David - I'm aware of this, the discussion is which behaviour is ok. Let's go
back to a real life example. I've already researched that the squid web proxy
has a poll() based main loop doing nonblocking connects, may be with multiple
threads.
Situation: One user wants to access a web page that needs IPSEC. The SA takes
30 seconds to come up.
a) Non-blocking connect is respected: SYN packets during the first 30 seconds
will be dropped as you said. Connection can be completed on the next SYN
retry (timeout in linux: 3 minutes). During this time, the 500 other users
can continue to browse using the proxy.
b) Non-blocking connect is ignored during IPSEC resolving as you advocate it:
Connection for the one user can be completed immediatly after IPSEC comes up.
That's the pro. However, until then, the other 500 proxy user CANNOT ACCESS
THE WEB because squid's threads are stuck in connect()s on sockets they
configured not to block. If the IPSEC SA never resolves due to some network
outage, squid will sleep forever or until an admin configures it that it
doesn't try to connect the adress in question and restarts it.

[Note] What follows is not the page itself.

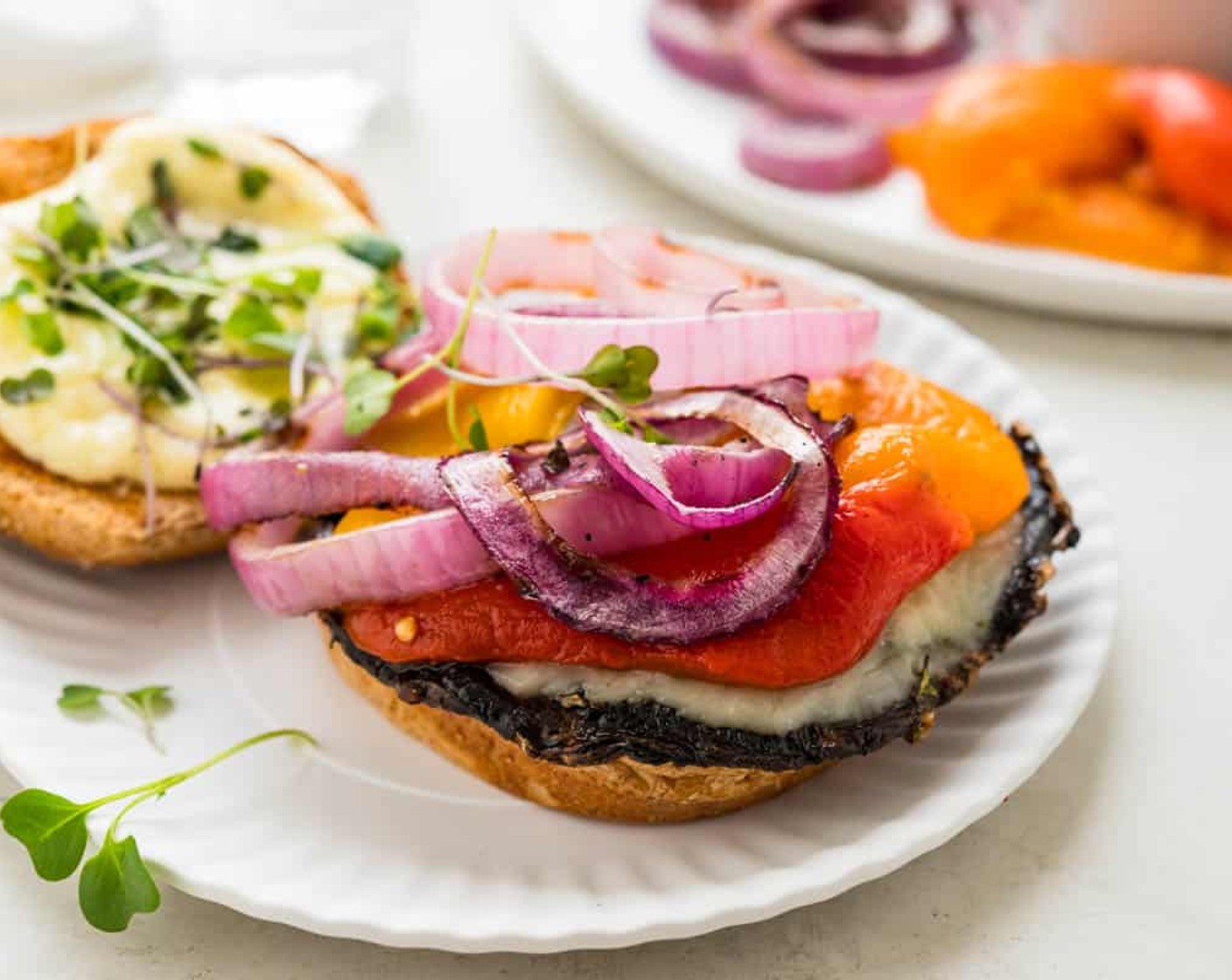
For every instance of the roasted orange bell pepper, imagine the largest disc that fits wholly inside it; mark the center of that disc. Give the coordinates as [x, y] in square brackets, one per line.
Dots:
[1186, 122]
[1125, 164]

Don't you realize how broken this behaviour is? Can you give me ONE example of
an application that works better with b) and why this outweights the problems
it creates for everybody else?
Even the DNS example you posted in
<20071204.231200.117152338.davem@...emloft.net> is wrong because the second
server will never queried if the kernel puts the process into coma while the
IPSEC SA to the first server cannot be resolved.